Unless I see in his hands the print of the nails and place my finger in the mark of the nails, and place my hand in his side, I will not believe.You know the story. Following the crucifixion, the disciples were locked in a house for fear that they too would be killed. For some reason, Thomas was not with them, and so the other disciples told him, “We have seen the Lord.” But Thomas replied by telling the other disciples what is written in the epigraph above. These words earned him his nickname, “Doubting Thomas.”
For me, there are two things that stand out in this story, both of which have to do with vulnerability. First is the courage that Thomas showed by his doubting, thus making him vulnerable to ridicule from his believing colleagues. The second thing that I find so meaningful is the vulnerability that Jesus shows by openly showing his disciples his scars.

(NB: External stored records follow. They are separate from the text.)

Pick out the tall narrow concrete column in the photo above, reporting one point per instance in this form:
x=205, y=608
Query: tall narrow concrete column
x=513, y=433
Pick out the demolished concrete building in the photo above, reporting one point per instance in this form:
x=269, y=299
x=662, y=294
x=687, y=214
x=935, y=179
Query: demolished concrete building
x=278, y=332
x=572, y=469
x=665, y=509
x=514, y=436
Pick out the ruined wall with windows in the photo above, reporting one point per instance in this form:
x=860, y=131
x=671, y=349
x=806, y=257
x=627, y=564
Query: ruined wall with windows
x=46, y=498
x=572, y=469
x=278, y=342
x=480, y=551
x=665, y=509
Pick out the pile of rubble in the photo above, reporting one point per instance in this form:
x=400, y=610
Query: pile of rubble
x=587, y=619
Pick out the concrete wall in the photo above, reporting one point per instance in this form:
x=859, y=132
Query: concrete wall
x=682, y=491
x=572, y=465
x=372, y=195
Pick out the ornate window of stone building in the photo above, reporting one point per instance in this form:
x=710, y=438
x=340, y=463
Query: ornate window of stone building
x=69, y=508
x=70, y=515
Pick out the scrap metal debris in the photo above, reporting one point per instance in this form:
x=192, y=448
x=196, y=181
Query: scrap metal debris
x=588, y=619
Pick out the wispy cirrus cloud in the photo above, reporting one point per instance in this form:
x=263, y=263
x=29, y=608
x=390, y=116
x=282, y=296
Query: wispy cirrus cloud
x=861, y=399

For Thomas the crucifixion had destroyed his hope. In the courageous act of doubting, Thomas put his hands into the nail prints and in Jesus’ side, thus moving him to exclaim, “My Lord and my God!” A new transformative experience took place, and a new paradigm of understanding the work of God in the world was beginning to unfold.
Life is an accumulation of scars, both physical and emotional. Healing the wounds of our lives is a continuous process of growing in our ability to allow love into our injured hearts and souls. Here in the safety of this small company of persons that Jesus had come to trust and love, he becomes vulnerable by showing his scars.
You have your doubts and I have mine. You have your scars and I have mine.
How do you relate to the vulnerability of both Thomas in his doubting and Jesus in showing his scars?